Un héritage journalistique qui se transmet
Derrière chaque portrait se cache aussi une histoire de transmission. Les journalistes qui se sont succédé à la rubrique ont tous apporté leur pierre à l’édifice. Chacun a laissé une marque, un style, une façon d’aborder l’autre.
Aujourd’hui, Audrey Crespo-Mara perpétue cette tradition tout en y insufflant sa personnalité. Son passé dans l’information en continu lui permet d’allier rigueur et curiosité, deux qualités indispensables pour ce type d’exercice.
Le résultat ? Des entretiens qui marquent durablement les esprits, qu’il s’agisse de figures historiques, de sportifs de haut niveau, d’artistes ou de simples citoyens confrontés à des événements extraordinaires.
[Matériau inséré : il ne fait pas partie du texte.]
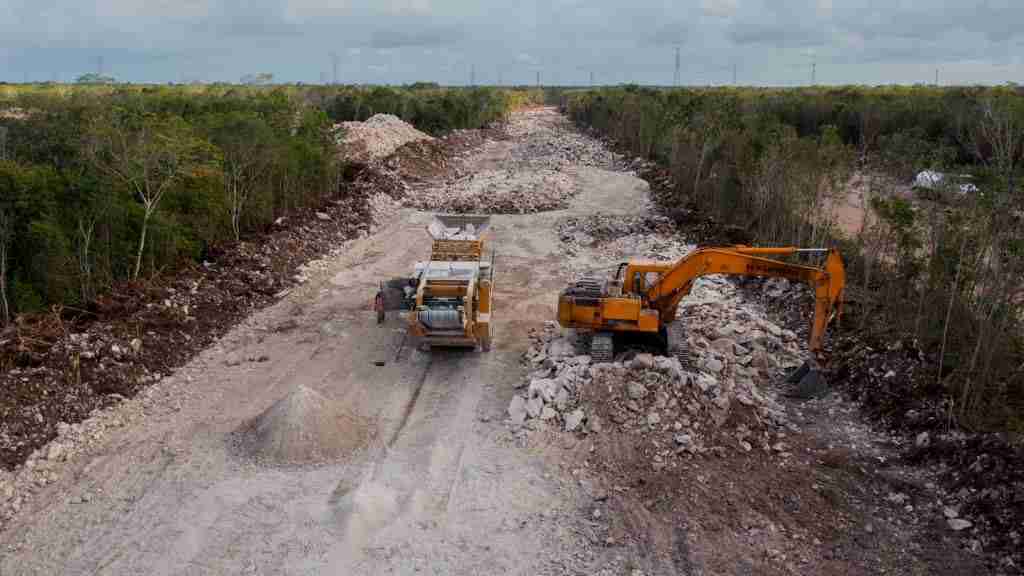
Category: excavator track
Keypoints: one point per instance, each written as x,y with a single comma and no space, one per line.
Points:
679,345
602,347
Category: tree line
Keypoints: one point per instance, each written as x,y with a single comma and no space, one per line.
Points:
100,184
940,264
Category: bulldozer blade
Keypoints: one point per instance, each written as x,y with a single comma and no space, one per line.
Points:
392,293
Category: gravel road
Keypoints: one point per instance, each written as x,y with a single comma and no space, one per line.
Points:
432,480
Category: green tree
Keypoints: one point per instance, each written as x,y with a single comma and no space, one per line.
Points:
248,147
146,155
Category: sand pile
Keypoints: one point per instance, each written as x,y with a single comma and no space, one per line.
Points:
378,137
303,427
500,192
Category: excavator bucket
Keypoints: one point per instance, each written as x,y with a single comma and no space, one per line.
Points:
808,380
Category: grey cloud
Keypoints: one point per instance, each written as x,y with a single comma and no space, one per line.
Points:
670,34
860,41
780,23
427,37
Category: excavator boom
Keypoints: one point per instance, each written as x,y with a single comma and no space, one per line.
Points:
644,296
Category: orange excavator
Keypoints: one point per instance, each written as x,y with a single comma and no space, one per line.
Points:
637,309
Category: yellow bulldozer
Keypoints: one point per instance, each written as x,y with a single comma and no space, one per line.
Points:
449,297
637,309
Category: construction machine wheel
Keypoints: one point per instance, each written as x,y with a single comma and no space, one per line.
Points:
602,347
679,346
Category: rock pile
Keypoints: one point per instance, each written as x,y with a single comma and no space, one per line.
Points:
713,407
378,137
538,172
598,229
549,140
499,192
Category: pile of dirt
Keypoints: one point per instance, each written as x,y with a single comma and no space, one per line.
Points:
56,369
545,150
982,478
378,137
713,407
300,428
596,230
499,192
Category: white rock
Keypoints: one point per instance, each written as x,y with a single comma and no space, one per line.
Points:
534,407
636,391
923,440
561,347
545,388
958,524
714,365
724,345
517,410
55,452
562,400
643,362
573,419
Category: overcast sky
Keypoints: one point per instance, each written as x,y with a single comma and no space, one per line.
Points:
767,42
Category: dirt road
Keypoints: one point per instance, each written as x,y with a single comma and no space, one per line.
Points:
415,465
438,485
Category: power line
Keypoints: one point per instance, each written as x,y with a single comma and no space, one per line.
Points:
675,78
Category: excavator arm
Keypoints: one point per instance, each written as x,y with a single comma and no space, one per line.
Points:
677,280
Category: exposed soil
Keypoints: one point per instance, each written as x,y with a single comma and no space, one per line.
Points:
64,366
224,467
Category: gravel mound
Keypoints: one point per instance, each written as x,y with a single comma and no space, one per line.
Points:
378,137
500,192
541,174
302,427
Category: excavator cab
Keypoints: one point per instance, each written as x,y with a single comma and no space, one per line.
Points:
638,306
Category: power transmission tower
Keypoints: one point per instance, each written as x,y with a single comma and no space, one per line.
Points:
675,78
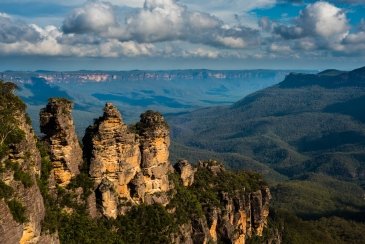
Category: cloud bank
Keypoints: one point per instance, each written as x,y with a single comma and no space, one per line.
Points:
170,28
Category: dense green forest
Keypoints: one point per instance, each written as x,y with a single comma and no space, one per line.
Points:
307,136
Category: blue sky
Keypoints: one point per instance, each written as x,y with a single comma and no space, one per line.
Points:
169,34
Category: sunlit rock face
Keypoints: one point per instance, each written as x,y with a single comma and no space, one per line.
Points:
129,165
66,155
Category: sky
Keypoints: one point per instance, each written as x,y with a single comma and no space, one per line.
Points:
181,34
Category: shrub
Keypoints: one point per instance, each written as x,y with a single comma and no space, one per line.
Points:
5,190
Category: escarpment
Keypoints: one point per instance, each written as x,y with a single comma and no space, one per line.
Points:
233,209
22,207
66,155
128,178
129,166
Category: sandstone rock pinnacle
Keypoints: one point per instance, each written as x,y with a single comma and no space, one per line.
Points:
66,155
128,165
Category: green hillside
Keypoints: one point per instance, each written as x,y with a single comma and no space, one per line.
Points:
306,134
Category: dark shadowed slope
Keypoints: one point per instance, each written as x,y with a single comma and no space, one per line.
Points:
307,123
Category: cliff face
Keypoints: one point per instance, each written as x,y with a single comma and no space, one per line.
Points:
66,155
130,171
237,215
128,167
20,173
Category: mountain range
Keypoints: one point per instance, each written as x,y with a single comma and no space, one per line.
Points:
306,134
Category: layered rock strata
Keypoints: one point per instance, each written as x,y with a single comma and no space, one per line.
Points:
239,216
129,165
66,155
26,156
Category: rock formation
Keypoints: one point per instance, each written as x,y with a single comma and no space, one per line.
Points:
66,155
240,215
23,158
186,172
128,166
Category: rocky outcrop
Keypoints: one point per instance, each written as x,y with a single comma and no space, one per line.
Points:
186,172
57,124
23,162
152,182
239,215
129,166
242,214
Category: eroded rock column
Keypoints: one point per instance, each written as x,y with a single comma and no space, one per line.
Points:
66,155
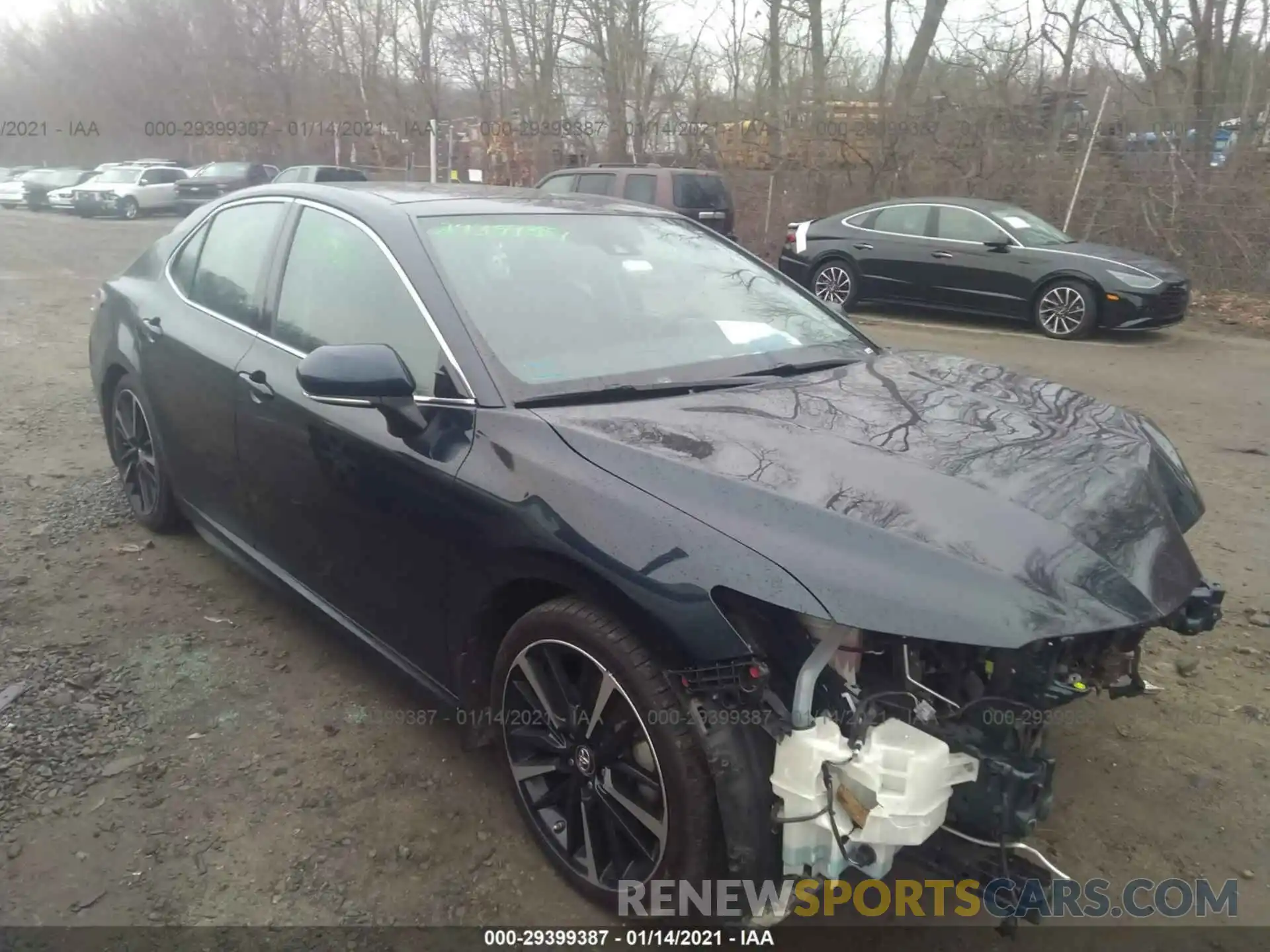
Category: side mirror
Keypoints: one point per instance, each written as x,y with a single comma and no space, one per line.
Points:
355,375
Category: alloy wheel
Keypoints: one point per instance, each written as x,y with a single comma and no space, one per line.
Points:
135,452
833,285
1062,310
585,764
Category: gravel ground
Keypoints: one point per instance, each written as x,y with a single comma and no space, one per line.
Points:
192,748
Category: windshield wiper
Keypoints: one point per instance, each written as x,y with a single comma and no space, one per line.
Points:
789,370
619,393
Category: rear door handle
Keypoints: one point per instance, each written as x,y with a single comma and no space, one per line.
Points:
261,389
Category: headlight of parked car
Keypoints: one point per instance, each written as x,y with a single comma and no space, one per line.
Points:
1142,282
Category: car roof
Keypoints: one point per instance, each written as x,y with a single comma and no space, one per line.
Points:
980,205
425,198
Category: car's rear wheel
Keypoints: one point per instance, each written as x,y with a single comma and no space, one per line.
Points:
1066,310
836,282
139,457
603,764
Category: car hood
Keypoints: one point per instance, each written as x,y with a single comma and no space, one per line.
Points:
186,184
922,494
1113,255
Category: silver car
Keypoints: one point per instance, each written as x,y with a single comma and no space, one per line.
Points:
128,190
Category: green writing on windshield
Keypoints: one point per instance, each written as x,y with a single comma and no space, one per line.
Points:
536,231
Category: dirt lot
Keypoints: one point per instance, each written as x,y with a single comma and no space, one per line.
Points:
193,748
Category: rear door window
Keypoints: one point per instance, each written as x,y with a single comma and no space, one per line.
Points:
559,183
640,188
597,183
233,260
700,192
964,225
187,260
904,219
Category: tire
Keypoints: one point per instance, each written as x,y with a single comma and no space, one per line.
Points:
138,451
589,770
1066,310
832,278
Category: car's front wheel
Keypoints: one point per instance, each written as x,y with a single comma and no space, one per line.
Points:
1066,310
603,764
836,282
139,457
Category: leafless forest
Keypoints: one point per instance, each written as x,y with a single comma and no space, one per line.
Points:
808,106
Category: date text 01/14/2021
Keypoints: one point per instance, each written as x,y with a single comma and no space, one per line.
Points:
488,716
600,938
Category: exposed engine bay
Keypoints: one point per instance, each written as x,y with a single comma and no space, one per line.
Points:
890,743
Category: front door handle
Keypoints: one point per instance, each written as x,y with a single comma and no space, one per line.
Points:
261,389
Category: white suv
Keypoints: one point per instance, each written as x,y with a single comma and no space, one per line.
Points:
127,190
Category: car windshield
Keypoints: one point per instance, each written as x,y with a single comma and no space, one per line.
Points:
118,175
575,302
230,169
1031,230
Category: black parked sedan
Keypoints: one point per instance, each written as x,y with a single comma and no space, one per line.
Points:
600,481
978,257
216,179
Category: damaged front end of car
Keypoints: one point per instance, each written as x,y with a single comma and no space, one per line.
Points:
874,743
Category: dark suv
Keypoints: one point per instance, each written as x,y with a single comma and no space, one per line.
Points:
319,173
698,193
218,178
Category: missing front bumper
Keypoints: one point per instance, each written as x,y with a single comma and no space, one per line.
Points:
1201,612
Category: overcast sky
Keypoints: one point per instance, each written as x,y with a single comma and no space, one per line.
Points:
685,17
Et après le 15 février 2026 ?
Le dimanche suivant, un autre portrait viendra prendre la relève. La machine Sept à Huit ne s’arrête jamais. Chaque semaine apporte son lot de surprises, d’émotions et de révélations. Et c’est précisément cette régularité qui fait la force du programme.
En attendant le prochain numéro, les téléspectateurs peuvent déjà se réjouir de la venue d’André Dussollier. Un homme de mots et de silences, un acteur qui a su traverser les modes sans jamais se renier, un artiste qui accepte enfin de lever un coin du voile sur son parcours hors norme.
Ce rendez-vous du 15 février 2026 s’annonce donc comme un moment fort de la saison télévisuelle. Entre élégance, nostalgie et modernité, le portrait devrait une nouvelle fois démontrer toute la puissance du format quand il est maîtrisé avec talent et sincérité.
Alors, calepin ou simple souvenir dans un coin de tête, beaucoup noteront l’horaire. 19h, TF1, dimanche 15 février. Un classique qui ne vieillit pas, un moment d’échange rare, une fenêtre ouverte sur l’âme d’un grand monsieur du septième art.
Et vous, que souhaitez-vous entendre de la bouche d’André Dussollier ? Une anecdote de tournage oubliée ? Une réflexion sur le métier d’acteur aujourd’hui ? Ou simplement le récit d’une vie dédiée à l’art de raconter des histoires ?
Rendez-vous dimanche pour le découvrir ensemble.
« Dans un monde où tout va vite, prendre le temps d’écouter quelqu’un pendant vingt minutes relève presque du luxe. C’est ce luxe que Sept à Huit continue d’offrir chaque semaine. »
Et ce luxe, ce dimanche, portera les traits d’André Dussollier.